I plan to put out a CreateSpace edition of some of the top writings on the blog for each school year, and provide a link so that students whose work was featured in it will at least have a place to request a free copy from the school. They will have something tangible to say, “I did this. I’m good for something.”
IR: What has this story blog meant to your students?
MP: I put the website up on my whiteboard and let them read the comments from people who’ve read their stories. They were shocked, not just that people liked their stories, but that people even bothered reading them. They were probably more impressed by the web traffic than the comments!
IR: Anything else you want people to know?
MP: When I tell people where I work, the most common response (especially from teachers) is, “I don’t see how you can work with those students.” I usually reply with, “These are YOUR students.” These kids come from their homes and their communities, and if we want to blame anyone for the situations they’ve gotten themselves into, I suggest we take a close look at ourselves.
By Carolina Mooney – Author, Bastard Child
All my life I’ve had low self-esteem and tortured relationships with boys. I don’t know my father, which has led me to engage in every form of self-destructive behavior possible. I’ve been promiscuous, constantly cheating on my significant others. I’ve never had a monogamous relationship that lasted longer than six months. Until now.
Last year, my high school English teacher gave me what I thought was yet another standard high school English assignment—a weekend’s worth of work at most.
Boy, was I wrong. This “simple assignment” was to write a non-fictional short story from my life in four days and have it essentially ready to publish in a student story collection by the end of the fourth day.
When I first wrote my piece, I didn’t think much of it. It wasn’t until I participated in a live interview on a local television show with two other authors from our book that I understood the full potential of our publication. We had written a self-help book for others while helping ourselves with our own healing process.
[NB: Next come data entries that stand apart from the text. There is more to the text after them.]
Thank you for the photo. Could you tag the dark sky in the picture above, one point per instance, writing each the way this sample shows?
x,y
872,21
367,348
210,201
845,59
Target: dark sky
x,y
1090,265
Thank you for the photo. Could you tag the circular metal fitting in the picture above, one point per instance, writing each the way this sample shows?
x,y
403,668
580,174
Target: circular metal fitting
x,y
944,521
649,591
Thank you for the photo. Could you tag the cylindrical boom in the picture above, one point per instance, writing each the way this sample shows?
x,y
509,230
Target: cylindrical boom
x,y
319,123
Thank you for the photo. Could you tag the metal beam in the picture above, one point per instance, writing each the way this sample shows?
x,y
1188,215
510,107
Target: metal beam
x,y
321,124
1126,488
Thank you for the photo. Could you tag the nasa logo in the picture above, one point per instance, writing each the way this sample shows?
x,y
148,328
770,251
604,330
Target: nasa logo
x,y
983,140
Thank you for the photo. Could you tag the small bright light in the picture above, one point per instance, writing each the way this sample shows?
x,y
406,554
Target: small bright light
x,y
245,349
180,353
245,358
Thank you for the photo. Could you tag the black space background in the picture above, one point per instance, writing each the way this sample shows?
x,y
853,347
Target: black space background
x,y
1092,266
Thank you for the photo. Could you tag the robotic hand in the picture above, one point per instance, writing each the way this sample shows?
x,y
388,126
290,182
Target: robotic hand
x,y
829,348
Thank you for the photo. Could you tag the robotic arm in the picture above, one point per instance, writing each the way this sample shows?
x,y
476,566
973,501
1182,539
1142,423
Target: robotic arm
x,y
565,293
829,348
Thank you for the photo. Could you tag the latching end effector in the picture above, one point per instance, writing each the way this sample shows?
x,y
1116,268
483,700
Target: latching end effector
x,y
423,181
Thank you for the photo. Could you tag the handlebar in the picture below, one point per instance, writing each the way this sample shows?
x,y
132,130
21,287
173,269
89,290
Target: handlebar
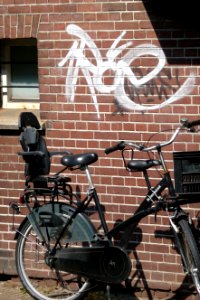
x,y
184,123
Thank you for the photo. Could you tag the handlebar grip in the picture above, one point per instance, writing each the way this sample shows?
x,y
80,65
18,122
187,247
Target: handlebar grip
x,y
119,146
193,123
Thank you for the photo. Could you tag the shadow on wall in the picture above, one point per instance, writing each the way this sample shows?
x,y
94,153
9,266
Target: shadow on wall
x,y
177,27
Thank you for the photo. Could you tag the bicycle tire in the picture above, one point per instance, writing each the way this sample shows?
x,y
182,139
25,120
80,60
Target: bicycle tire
x,y
41,282
189,252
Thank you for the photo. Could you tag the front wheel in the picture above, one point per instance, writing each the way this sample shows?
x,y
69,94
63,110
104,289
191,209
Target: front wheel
x,y
41,281
189,252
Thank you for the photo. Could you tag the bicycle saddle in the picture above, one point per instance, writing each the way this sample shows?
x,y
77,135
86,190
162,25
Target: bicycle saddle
x,y
141,165
79,160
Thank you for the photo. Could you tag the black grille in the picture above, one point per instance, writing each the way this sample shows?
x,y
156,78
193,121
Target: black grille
x,y
187,173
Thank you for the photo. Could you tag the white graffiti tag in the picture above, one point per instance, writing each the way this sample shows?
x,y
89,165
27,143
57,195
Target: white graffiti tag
x,y
94,73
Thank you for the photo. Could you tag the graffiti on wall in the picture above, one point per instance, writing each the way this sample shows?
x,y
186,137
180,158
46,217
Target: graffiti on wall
x,y
95,68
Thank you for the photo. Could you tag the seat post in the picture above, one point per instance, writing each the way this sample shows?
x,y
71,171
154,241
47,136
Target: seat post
x,y
146,177
89,177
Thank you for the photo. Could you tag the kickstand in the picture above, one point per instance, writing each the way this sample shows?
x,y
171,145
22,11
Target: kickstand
x,y
108,292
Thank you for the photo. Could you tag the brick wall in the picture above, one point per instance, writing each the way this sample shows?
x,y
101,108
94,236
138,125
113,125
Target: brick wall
x,y
108,71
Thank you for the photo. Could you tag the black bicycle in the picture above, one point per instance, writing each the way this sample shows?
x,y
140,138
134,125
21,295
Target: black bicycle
x,y
59,252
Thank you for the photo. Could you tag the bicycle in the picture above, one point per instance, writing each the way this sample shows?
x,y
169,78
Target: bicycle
x,y
58,244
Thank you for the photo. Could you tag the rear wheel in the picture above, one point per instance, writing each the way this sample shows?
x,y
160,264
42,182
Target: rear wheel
x,y
189,252
41,281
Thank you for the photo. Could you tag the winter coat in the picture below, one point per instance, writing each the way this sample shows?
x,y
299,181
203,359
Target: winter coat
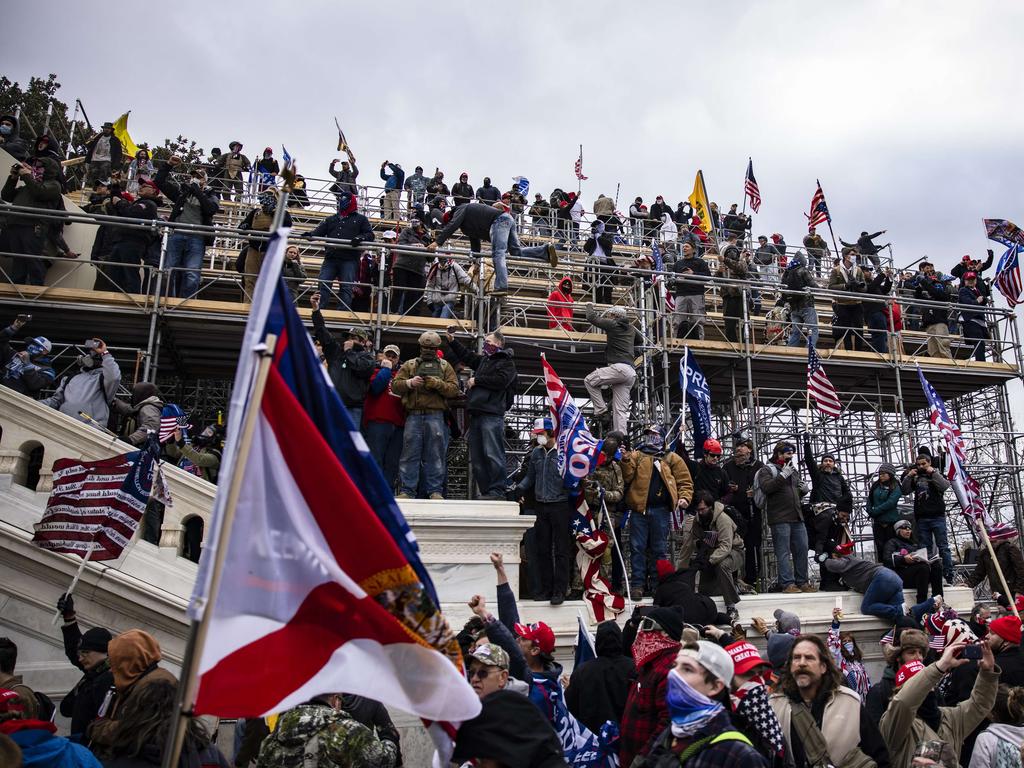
x,y
353,227
623,337
728,545
883,503
903,730
435,392
637,470
598,688
495,379
560,305
349,370
44,194
782,495
88,391
1008,553
443,282
339,740
699,268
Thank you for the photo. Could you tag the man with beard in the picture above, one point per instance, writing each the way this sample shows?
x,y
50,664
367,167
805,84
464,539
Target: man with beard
x,y
822,721
914,716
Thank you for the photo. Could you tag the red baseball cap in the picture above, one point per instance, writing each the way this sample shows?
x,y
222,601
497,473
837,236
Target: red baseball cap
x,y
745,656
540,634
907,671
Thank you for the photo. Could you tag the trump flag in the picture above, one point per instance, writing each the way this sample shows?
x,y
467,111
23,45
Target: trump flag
x,y
322,588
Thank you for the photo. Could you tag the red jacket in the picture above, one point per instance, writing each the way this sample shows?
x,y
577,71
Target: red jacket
x,y
560,305
646,713
381,402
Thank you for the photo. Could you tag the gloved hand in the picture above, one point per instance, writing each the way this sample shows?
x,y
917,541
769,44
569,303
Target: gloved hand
x,y
66,604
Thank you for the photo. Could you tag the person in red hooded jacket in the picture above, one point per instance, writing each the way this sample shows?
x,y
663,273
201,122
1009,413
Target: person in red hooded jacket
x,y
560,305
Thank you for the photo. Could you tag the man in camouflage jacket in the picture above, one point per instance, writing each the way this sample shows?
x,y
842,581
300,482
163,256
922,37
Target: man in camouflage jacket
x,y
321,733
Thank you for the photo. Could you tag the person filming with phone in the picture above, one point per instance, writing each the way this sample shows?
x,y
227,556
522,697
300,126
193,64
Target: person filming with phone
x,y
87,394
I originally decided to use a fake name for my story because I felt like I could hide behind it. The content of my story was extremely personal and graphic and covered things I didn’t like to talk about with the closest of friends or even think about really. I was embarrassed and ashamed of my past and I felt that if I used a made up name, I wouldn’t have to deal with the reality of the situation. My family knew nothing of the content of my piece other than the obvious part about me not having a father. Even then, they didn’t know to which extent the lack of a father figure had affected me.
When my family ended up reading my story at our book release, party, I felt violated and their reaction made me wish I hadn’t written it. I had told them repeatedly that I didn’t want them to read my piece and that if they did, I would be really angry. But how could I expect them not to? They were proud of me for having something published regardless of the content, and they were curious as to why I didn’t want them to read it.
Although I was initially pissed off that they had read my story, it laid everything out on the table and forced us to talk about issues that really needed to be brought up. In doing so, it has changed my relationship with my family for the better.
While this experience was really difficult and exhausted me emotionally, if I ever had the chance to do something like this again, I definitely would. It was a great learning opportunity and I know that it has helped me immensely. I now realize that I need to own up to my past —that my past has made me who I am. I’m proud of what I’ve accomplished and since my secret is out, I no longer need to hide behind a pen name.
It’s my hope that my story can continue to help others.